ABSTRACT
Collecting in the Digital Age: Contemporary Heritage in the Museum
This paper will explore the challenges in curating born-digital objects as part of rapid-response, social, scientific, history, and art and design museum collections. Personal memories, social movements, and cultural phenomena are now created and circulated online. Knowledge about contemporary society and events is also disseminated online, and informed by the algorithms behind web platforms and social networks. Therefore, the virtual circulation of ideas represents a crucial part of contemporary society, which different memory institutions are just starting to collect and preserve.
However, museums are not yet ready to include born-digital content in their curatorial practices. This paper will focus on social media collections and explore existing attempts to include them in museums, while analysing the difficulties museums still encounter. It will examine problems in the acquisition of social media content, in the legal and ethical limitations in collecting such material, in its inclusion in collection management systems and documentation within collection standards.

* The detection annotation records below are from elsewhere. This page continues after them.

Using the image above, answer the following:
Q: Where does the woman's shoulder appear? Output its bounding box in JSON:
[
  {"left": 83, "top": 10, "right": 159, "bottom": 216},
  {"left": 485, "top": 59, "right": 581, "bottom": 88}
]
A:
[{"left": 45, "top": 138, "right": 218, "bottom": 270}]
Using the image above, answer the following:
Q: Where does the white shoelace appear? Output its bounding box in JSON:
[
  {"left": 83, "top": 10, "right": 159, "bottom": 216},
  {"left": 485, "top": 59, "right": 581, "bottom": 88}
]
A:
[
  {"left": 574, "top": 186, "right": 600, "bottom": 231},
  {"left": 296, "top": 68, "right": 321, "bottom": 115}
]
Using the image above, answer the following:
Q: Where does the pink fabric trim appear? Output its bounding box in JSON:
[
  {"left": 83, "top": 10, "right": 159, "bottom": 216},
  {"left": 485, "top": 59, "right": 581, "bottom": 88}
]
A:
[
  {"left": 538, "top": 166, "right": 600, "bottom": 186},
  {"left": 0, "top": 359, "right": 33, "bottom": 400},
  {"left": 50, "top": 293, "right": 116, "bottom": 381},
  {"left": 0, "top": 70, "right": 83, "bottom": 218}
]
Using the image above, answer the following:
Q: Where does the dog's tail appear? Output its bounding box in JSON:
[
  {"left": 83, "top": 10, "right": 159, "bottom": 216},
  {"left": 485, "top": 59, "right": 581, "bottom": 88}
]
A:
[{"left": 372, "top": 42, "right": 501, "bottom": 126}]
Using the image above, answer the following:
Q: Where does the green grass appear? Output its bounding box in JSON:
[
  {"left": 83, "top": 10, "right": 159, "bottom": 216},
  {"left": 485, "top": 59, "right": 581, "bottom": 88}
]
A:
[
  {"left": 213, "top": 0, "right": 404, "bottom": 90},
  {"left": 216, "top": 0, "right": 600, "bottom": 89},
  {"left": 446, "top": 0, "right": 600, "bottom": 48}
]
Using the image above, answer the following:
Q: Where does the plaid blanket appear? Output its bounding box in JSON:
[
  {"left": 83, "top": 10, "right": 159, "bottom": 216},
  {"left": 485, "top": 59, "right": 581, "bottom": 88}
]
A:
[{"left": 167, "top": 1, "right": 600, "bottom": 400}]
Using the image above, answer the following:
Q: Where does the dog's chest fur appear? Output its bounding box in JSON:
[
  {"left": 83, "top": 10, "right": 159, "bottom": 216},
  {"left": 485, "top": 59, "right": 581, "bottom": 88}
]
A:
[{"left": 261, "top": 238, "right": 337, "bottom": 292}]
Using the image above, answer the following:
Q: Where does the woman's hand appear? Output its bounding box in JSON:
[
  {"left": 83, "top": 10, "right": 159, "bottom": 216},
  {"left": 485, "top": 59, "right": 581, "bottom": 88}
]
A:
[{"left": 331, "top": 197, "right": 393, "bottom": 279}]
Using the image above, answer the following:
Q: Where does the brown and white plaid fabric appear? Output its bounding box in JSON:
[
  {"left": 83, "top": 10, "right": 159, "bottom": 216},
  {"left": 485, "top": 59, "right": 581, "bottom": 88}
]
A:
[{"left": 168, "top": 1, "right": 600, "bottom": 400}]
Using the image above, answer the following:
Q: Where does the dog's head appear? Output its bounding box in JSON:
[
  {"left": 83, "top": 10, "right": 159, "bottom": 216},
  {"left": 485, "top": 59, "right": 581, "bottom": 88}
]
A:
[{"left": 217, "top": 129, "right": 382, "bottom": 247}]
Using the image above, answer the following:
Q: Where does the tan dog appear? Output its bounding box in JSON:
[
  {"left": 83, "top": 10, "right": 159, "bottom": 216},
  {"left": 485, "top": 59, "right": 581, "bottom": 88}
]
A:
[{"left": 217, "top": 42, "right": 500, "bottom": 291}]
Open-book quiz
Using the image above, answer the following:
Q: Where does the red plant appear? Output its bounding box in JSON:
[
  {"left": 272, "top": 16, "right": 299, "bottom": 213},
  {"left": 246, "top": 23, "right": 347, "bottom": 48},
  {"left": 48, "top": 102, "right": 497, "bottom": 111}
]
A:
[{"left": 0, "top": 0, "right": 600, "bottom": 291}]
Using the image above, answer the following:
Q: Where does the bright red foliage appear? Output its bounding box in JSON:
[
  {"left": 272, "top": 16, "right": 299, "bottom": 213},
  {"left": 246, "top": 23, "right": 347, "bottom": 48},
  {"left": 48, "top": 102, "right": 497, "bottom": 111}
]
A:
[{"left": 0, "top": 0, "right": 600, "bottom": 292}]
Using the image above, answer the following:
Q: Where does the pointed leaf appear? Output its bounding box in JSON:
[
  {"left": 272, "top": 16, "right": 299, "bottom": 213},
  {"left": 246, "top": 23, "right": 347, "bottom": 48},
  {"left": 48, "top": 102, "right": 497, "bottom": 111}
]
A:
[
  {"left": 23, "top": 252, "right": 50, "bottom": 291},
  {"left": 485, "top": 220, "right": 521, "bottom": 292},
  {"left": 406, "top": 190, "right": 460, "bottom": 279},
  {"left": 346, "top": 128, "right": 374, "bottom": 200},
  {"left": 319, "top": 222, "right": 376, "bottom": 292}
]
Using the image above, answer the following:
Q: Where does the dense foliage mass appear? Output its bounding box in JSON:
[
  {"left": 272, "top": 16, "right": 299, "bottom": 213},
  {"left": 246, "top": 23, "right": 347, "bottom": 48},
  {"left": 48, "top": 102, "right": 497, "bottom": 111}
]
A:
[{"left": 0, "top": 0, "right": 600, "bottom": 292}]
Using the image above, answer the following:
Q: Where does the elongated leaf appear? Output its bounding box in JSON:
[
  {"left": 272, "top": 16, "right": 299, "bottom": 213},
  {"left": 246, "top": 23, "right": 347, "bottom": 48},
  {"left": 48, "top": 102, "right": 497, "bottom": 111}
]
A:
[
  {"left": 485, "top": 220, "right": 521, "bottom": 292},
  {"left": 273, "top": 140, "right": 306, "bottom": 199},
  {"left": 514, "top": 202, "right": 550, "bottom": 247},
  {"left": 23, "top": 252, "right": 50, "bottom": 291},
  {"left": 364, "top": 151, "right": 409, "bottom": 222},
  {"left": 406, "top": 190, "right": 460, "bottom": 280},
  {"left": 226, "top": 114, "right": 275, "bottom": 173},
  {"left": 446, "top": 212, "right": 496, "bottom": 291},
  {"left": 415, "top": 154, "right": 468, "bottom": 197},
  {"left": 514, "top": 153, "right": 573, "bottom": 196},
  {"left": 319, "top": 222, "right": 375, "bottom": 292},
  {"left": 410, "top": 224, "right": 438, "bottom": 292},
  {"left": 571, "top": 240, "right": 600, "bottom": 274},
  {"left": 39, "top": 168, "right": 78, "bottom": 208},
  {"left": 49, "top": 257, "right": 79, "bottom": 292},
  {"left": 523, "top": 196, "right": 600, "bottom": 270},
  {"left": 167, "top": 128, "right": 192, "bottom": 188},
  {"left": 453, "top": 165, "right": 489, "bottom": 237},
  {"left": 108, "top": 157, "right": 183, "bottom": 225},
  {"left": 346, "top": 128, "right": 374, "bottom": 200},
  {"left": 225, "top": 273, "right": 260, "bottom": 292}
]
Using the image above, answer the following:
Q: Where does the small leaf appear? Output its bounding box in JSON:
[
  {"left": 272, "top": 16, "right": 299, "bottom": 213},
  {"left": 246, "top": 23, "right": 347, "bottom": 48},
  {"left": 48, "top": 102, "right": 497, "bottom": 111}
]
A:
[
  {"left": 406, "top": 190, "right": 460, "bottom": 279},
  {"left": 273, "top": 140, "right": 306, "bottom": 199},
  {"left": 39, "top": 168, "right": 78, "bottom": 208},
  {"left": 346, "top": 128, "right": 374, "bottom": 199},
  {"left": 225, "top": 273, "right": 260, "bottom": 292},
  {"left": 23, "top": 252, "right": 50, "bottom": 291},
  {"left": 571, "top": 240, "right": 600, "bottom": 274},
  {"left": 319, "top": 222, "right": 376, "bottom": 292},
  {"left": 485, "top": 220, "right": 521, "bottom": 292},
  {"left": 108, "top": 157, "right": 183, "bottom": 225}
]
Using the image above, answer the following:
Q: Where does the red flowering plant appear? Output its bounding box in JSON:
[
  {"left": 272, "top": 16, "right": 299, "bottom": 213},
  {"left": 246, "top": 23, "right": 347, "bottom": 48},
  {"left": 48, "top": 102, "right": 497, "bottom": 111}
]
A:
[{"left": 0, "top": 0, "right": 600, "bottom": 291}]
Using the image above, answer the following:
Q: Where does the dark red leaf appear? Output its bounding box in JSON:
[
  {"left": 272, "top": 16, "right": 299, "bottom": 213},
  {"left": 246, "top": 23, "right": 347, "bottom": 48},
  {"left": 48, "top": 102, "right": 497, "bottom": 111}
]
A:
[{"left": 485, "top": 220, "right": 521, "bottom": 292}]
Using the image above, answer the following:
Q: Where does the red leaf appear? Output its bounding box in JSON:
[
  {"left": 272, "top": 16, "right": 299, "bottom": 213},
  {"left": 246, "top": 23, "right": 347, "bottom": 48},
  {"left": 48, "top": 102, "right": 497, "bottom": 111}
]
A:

The paper will draw on selected examples of social media content included in art, design, history, and science collections, and it will draw parallels with existing practices in libraries and archives, with a focus on debates in the web archiving community. This presentation will thus discuss how social media content can be integrated in museum collections, how these digital objects affect museum processes, and the still difficult coexistence of virtual and ‘analogue’ objects in exhibitions.